Often the people learned to hate a tyrant as greatly as they had hated the nobles under whose harsh treatment they had groaned. But it was not easy to get rid of him, for he usually had hired soldiers to help him to keep the citizens from rebelling. One of the wisest and best of the tyrants was named Pisistratus, and he was a cousin of Solon, the great lawgiver of Athens.
Solon was not a tyrant, although had he wished he might have become one.
CHAPTER XXIX
CYLON FAILS TO MAKE HIMSELF TYRANT
The people of Attica were divided into three classes. There were the men of the Plain, who owned land and were wealthy; the men of the Shore, who were fisher-folk and traders; the men of the Hill or Uplanders, who were shepherds and herdsmen.

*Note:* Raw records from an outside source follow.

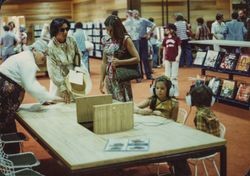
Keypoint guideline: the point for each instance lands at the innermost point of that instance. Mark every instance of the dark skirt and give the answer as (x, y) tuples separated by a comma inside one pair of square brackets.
[(11, 96)]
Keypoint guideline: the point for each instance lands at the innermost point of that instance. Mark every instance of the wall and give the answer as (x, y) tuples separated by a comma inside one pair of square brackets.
[(198, 8), (93, 10), (37, 12)]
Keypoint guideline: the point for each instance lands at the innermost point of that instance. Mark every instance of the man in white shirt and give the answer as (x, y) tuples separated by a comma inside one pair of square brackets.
[(217, 30)]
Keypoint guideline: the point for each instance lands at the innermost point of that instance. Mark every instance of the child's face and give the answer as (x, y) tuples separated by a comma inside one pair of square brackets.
[(161, 90)]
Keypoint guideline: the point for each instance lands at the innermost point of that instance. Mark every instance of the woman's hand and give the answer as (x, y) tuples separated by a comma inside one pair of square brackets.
[(158, 113), (101, 87), (115, 62), (66, 96)]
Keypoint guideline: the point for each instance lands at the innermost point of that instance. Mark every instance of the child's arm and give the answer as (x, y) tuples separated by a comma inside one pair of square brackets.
[(174, 113), (179, 54), (141, 108)]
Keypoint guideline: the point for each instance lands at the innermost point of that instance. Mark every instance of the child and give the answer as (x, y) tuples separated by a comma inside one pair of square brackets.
[(205, 120), (171, 55), (161, 103)]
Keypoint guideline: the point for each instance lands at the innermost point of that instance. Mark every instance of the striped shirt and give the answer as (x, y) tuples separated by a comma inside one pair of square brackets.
[(181, 29), (202, 32)]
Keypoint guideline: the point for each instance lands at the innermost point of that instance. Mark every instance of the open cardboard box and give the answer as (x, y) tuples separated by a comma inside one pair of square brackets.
[(104, 115)]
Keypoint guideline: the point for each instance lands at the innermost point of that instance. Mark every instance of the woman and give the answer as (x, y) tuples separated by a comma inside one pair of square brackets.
[(202, 33), (63, 56), (118, 42), (17, 75)]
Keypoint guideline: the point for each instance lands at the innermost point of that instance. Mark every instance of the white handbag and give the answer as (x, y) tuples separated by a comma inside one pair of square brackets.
[(89, 45)]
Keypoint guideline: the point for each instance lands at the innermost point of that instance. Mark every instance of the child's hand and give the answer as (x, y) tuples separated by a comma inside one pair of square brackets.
[(143, 111)]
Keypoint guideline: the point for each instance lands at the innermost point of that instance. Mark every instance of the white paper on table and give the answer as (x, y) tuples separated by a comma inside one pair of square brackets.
[(76, 77)]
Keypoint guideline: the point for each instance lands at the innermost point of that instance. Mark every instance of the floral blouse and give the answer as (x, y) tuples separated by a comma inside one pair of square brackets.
[(61, 60)]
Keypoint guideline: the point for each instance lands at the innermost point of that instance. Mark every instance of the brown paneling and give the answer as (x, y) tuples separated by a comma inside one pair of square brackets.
[(37, 12), (198, 8), (98, 10)]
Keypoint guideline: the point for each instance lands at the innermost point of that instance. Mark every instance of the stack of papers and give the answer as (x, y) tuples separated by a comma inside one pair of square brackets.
[(131, 144)]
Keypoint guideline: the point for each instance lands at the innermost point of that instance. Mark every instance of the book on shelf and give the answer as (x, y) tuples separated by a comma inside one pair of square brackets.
[(228, 61), (127, 144), (199, 59), (227, 89), (214, 84), (211, 59), (243, 93), (243, 63)]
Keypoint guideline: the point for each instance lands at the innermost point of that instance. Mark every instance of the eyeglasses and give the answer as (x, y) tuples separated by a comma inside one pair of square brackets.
[(63, 29)]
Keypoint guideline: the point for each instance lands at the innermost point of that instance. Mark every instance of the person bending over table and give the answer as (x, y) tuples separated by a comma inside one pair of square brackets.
[(17, 75)]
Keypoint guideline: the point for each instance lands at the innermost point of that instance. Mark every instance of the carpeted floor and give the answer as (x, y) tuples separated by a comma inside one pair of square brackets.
[(236, 120)]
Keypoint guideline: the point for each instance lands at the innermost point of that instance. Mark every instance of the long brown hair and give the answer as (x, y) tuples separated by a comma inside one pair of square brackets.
[(118, 28)]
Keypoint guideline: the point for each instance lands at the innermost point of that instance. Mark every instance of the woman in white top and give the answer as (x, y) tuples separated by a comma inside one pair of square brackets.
[(217, 29), (17, 75)]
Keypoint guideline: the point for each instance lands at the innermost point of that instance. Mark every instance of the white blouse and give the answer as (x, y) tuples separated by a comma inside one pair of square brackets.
[(22, 69)]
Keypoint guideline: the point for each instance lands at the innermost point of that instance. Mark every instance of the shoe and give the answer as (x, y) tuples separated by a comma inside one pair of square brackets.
[(150, 78)]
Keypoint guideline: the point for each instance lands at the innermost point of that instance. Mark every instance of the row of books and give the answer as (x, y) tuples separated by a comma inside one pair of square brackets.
[(223, 61), (229, 89)]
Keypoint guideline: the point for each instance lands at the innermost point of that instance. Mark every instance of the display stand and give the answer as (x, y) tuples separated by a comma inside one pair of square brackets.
[(230, 73)]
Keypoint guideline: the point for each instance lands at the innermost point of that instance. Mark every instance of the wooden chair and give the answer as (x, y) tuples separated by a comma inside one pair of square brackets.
[(19, 160), (181, 118), (7, 169), (211, 158), (10, 138)]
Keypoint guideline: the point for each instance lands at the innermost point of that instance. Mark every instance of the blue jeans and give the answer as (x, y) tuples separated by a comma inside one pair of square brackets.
[(155, 56), (85, 59), (144, 57), (137, 46)]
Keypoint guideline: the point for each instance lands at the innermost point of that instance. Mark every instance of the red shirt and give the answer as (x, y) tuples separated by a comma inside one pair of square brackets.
[(171, 47)]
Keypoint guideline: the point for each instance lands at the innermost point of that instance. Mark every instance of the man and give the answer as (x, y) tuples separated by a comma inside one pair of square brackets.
[(8, 42), (235, 30), (132, 27), (143, 24), (81, 37), (243, 18)]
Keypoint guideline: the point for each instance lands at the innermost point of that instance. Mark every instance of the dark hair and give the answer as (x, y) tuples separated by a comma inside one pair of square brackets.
[(11, 23), (114, 12), (151, 19), (22, 29), (6, 28), (78, 25), (235, 15), (179, 18), (201, 96), (200, 20), (56, 24), (118, 28), (171, 26), (219, 16), (168, 85)]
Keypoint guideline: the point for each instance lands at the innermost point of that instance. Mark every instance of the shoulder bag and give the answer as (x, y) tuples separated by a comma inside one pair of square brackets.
[(125, 72)]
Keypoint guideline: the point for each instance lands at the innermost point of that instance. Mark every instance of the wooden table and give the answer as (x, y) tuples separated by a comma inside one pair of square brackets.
[(80, 150)]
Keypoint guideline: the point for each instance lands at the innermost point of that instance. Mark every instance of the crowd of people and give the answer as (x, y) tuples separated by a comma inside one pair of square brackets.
[(133, 41)]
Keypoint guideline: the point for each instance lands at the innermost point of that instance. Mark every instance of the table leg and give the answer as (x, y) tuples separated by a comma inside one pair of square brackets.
[(223, 161)]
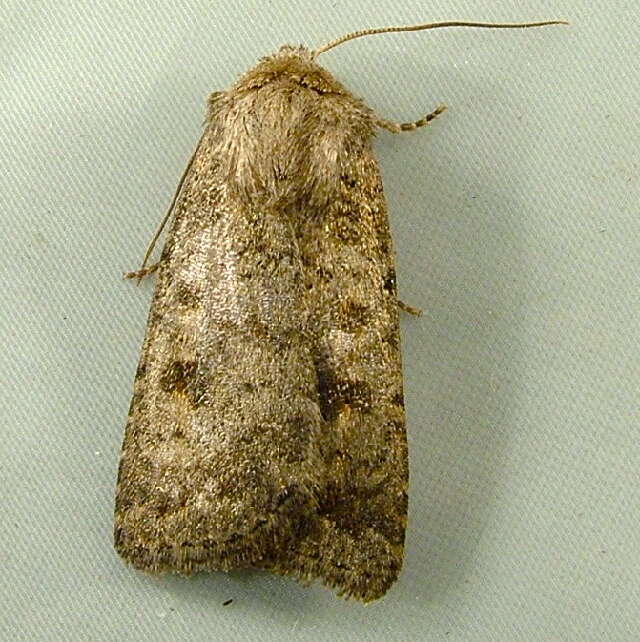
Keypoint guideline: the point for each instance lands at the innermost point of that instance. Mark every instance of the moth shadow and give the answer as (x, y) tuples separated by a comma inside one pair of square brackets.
[(256, 591), (461, 358)]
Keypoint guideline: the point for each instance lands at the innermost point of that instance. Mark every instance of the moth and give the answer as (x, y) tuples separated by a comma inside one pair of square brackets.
[(267, 425)]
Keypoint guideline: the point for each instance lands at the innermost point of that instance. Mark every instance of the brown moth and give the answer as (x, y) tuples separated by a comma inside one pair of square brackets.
[(267, 424)]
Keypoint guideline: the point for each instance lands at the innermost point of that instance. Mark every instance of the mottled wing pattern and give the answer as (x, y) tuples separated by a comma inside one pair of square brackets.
[(221, 461), (267, 423), (357, 546)]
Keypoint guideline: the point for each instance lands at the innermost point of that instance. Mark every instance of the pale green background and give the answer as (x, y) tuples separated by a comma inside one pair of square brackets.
[(516, 219)]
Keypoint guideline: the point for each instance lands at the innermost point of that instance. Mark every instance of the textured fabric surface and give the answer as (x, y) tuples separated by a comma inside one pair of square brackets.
[(516, 219)]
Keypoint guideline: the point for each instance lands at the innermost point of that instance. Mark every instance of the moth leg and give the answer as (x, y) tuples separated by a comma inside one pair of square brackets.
[(140, 274), (396, 128), (416, 312)]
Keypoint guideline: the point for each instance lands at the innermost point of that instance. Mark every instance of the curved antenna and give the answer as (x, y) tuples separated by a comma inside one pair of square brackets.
[(434, 25)]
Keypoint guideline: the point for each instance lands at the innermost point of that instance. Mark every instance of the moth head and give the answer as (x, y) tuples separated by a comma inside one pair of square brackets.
[(290, 64)]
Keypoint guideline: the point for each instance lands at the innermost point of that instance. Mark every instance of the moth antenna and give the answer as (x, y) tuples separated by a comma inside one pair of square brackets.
[(434, 25), (174, 200)]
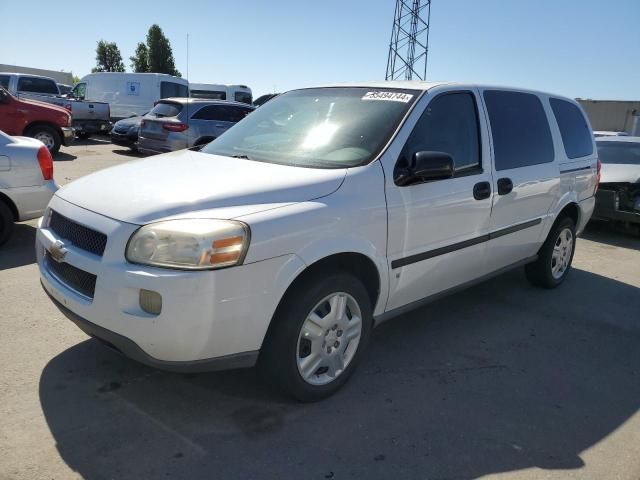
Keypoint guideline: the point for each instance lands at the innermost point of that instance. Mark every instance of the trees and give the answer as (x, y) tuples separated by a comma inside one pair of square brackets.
[(108, 58), (140, 60), (156, 55)]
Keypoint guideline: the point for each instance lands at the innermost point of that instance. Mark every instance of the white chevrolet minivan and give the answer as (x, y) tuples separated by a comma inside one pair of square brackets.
[(325, 212)]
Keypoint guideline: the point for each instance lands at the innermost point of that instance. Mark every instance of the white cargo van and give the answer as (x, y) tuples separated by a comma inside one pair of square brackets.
[(212, 91), (130, 94)]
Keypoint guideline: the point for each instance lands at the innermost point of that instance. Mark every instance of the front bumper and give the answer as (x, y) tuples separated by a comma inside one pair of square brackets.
[(68, 135), (206, 315)]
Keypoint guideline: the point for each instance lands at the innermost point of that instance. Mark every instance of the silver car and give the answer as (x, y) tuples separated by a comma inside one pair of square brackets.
[(177, 123)]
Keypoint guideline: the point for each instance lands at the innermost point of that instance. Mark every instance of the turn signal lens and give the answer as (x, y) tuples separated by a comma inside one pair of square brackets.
[(46, 163)]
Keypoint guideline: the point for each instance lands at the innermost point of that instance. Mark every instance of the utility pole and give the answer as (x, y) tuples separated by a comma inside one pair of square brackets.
[(409, 45)]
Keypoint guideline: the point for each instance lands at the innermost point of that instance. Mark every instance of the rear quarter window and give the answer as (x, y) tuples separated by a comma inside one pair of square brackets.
[(166, 109), (520, 129), (37, 85), (574, 129)]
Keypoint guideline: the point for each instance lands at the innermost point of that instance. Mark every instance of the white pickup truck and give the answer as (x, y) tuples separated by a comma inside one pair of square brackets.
[(87, 117)]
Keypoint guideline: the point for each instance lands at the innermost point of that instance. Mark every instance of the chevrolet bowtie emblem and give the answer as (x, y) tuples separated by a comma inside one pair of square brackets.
[(57, 251)]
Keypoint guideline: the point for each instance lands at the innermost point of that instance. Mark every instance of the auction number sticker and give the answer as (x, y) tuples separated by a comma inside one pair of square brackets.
[(388, 96)]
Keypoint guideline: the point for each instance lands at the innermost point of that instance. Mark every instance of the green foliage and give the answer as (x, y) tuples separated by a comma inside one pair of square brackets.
[(108, 58), (140, 60), (160, 55)]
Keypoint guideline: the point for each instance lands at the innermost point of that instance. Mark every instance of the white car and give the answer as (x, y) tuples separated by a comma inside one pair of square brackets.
[(322, 214), (618, 198), (26, 181)]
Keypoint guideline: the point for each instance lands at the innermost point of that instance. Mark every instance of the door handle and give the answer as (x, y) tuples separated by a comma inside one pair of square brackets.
[(481, 190), (505, 186)]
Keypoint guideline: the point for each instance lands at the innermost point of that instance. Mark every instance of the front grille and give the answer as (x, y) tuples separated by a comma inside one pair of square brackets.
[(79, 280), (79, 235)]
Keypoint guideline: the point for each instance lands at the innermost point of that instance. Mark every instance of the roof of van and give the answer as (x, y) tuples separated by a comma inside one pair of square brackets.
[(424, 86)]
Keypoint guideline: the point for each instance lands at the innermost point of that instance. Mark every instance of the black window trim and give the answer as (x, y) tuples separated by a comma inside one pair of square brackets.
[(465, 172)]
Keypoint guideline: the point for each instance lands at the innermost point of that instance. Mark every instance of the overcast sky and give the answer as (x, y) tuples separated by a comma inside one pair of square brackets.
[(579, 48)]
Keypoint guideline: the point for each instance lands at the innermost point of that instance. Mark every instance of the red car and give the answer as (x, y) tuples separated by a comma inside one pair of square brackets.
[(45, 122)]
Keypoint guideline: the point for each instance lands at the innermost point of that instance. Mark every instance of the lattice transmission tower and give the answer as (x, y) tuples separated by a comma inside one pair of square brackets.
[(409, 44)]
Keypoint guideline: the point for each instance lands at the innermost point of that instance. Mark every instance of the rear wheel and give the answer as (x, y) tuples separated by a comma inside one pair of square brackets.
[(555, 256), (47, 135), (6, 222), (318, 336)]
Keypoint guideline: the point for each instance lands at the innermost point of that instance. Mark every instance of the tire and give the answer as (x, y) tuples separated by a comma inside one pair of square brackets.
[(329, 348), (550, 270), (6, 222), (47, 135)]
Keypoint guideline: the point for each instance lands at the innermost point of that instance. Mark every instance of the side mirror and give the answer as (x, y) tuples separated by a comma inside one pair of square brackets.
[(426, 167)]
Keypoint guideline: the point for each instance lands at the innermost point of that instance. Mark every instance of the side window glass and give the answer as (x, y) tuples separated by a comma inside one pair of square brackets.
[(449, 124), (574, 131), (520, 129)]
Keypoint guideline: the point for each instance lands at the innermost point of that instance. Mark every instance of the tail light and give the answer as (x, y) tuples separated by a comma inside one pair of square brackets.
[(175, 127), (46, 163)]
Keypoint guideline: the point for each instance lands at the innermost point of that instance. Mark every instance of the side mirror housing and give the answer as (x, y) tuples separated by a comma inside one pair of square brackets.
[(426, 166)]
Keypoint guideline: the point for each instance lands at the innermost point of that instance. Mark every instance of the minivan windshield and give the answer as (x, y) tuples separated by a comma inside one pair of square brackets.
[(320, 127)]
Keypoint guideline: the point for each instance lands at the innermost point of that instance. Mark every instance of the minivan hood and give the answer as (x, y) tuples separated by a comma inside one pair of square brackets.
[(184, 183), (620, 173)]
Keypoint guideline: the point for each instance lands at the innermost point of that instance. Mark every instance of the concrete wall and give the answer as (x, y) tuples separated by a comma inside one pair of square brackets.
[(611, 114), (59, 77)]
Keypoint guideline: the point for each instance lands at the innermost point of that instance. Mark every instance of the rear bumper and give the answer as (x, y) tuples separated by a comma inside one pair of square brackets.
[(606, 208), (92, 126), (130, 349), (68, 135)]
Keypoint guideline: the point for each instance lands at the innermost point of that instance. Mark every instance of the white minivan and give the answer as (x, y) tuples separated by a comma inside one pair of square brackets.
[(322, 214), (129, 94)]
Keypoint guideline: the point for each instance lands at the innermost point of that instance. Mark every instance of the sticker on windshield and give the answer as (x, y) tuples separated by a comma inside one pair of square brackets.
[(388, 96)]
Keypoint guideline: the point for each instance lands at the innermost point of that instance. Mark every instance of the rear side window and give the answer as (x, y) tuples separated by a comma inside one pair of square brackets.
[(520, 130), (449, 124), (575, 133), (209, 94), (37, 85), (243, 97), (172, 89), (166, 109)]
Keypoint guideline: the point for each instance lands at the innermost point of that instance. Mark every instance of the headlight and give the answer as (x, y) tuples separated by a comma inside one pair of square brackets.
[(190, 244)]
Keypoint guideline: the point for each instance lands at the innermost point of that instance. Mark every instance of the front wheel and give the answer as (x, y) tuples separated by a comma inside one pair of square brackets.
[(47, 135), (555, 256), (318, 336)]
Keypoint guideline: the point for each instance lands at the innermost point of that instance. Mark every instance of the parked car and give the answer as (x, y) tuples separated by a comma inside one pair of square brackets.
[(129, 94), (125, 132), (64, 89), (87, 117), (618, 197), (210, 91), (322, 214), (261, 100), (26, 181), (45, 122), (177, 123)]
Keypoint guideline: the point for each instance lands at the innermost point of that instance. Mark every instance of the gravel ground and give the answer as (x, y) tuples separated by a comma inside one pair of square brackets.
[(502, 380)]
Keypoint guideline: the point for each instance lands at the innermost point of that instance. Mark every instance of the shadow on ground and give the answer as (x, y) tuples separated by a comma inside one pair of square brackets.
[(498, 378), (20, 249)]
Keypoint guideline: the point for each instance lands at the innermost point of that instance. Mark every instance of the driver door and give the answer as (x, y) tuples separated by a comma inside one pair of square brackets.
[(438, 230)]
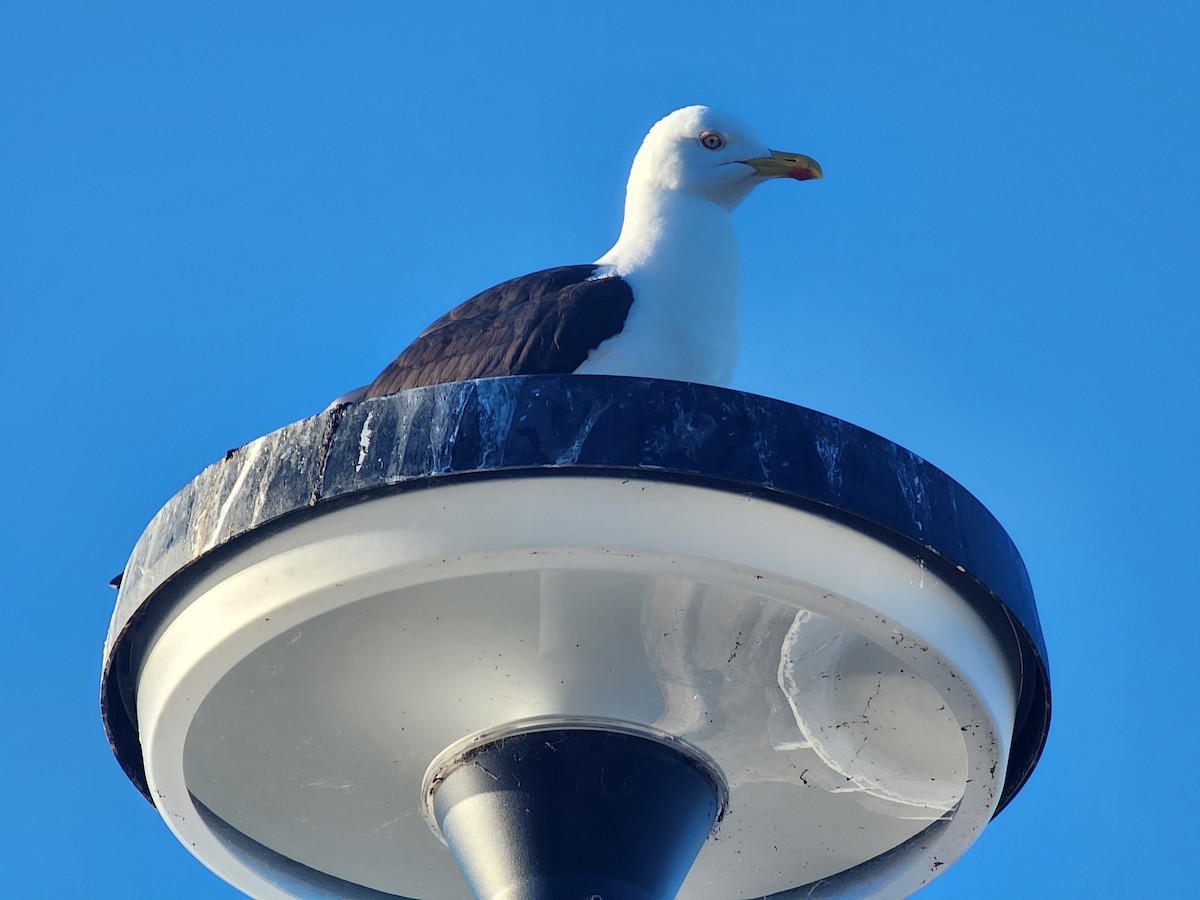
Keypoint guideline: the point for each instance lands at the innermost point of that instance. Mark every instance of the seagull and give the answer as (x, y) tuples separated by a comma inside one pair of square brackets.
[(663, 303)]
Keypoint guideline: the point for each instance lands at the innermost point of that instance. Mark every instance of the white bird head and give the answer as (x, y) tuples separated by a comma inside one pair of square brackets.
[(711, 155)]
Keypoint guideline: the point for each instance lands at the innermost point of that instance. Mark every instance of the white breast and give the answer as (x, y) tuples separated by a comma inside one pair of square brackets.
[(682, 263)]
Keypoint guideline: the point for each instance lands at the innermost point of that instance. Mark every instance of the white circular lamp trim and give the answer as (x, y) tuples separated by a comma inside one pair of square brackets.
[(355, 552)]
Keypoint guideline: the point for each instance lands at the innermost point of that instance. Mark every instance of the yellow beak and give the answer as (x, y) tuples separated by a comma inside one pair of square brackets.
[(780, 165)]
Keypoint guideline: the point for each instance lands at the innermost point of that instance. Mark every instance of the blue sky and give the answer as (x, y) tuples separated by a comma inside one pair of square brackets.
[(216, 217)]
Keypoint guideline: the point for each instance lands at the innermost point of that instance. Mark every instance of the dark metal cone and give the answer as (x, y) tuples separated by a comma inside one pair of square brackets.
[(576, 815)]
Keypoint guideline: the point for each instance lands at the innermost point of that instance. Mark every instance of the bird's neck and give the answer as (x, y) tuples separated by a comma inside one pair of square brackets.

These three parties, the Plain, the Shore, the Hill, as they were often called, were dissatisfied with the way in which they were treated by the nobles. For, little by little, they were taking possession of the land and making free men slaves.
When the harvest failed, or when trade was bad, the poor were forced to borrow from the rich. And if a poor man could not pay his debt when it became due, his land and his goods were seized by the rich man. Nor was that the worst, for if the land and the goods were not enough to cover the debt, then the poor man himself was taken to be used or sold as a slave.
So great was the discontent of the people, that in 632 B.C. a noble named Cylon determined to put himself at their head, overthrow those who were in power, and make himself tyrant. But Cylon did not trouble to gain the goodwill of the people. He succeeded in seizing the Acropolis, but it was by the aid of soldiers whom he had hired from the neighbouring city of Megara, not by the help of the people of Athens. The Athenians were indignant when they saw Megarian soldiers in their capital, and they looked on coldly and struck no blow for Cylon when the archons besieged the rebel noble in the citadel.
Cylon did not stay to see his plans destroyed; he escaped from the city by night, but his followers held the Acropolis until famine stared them in the face. Then they gathered for sanctuary around the altar of Athene and threw open the gates of the citadel.
Megacles, the chief archon, promised that the lives of the defenders should be spared, but no sooner had they left the altar than he ordered that they should be put to death.